Chief Neeb recently received the Gold Award at Medical Mutual of Ohio's ninth annual Outstanding Senior Citizen Volunteer Awards, which recognize individuals 65 years and older for exemplary community service.
The retired fire chief had helped care for both his father and his mother-in-law, the latter of whom lived to be 103, so he called on that experience after responding to a call for volunteers when the police department started the RSVP program in 2000.
"I had been looking for something to do again," Mr. Neeb said. "I was in the first training class. There are probably four or five of us left" from that class among the more than 50 volunteers now in the program, which is co-sponsored by the Area Office on Aging of Northwest Ohio Inc.
Volunteer teams travel in pairs and make six to nine visits each weekday, with each participant typically making such visits one day per week, he said. Besides checking on shut-ins' safety, they check for any situations that might warrant referrals to the Area Office on Aging or other social-service agencies.
"We also might help out around the house if there are little things that need to be done, like changing a light bulb," Mr. Neeb said.
"For the most part, they greet us with a smile and leave us with a hug," he said. For many clients, an RSVP visit is a social highlight of "an otherwise dull, lonely day."
Though the retired chief has had no emergency encounters of his own during visits, he said other team members have happened upon situations like smoke, natural-gas leaks, and even injured or unconscious people for whom they summoned help.
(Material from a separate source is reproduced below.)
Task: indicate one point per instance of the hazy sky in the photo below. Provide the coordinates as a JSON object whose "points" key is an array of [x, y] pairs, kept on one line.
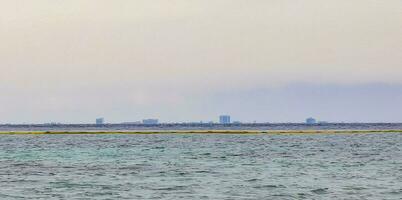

RSVP now has about 85 clients. While "there certainly could be a need" for such a service outside Toledo, Mr. Neeb said, the program is limited to city residents.
Mr. Neeb retired as Toledo's fire chief in 1980 after four years atop the department that concluded his nearly 30-year firefighting career.
On a family-room wall in his Sylvania Township home hangs a photo montage of memorable fires from his career, including the spectacular Tiedtke Department Store blaze on May 7, 1975, and the June 10, 1961 explosion and fire involving a wrecked gasoline truck on the Anthony Wayne Trail that killed four firefighters and burned 10 others.
Now 84, Mr. Neeb is older than many of the people he visits, but he's glad to take advantage of his good health and mobility to serve them.
The program typically needs about 15 new recruits each year to balance out those who withdraw for whatever reason, he said.
Finalists for Medical Mutual's award were chosen by the company's Senior Advisory Council of Toledo, a panel of local senior citizens that advises the firm on health-care issues.
"We have a lot of volunteers who are deserving of recognition, but I'm glad to represent our organization in receiving this award," Mr. Neeb said.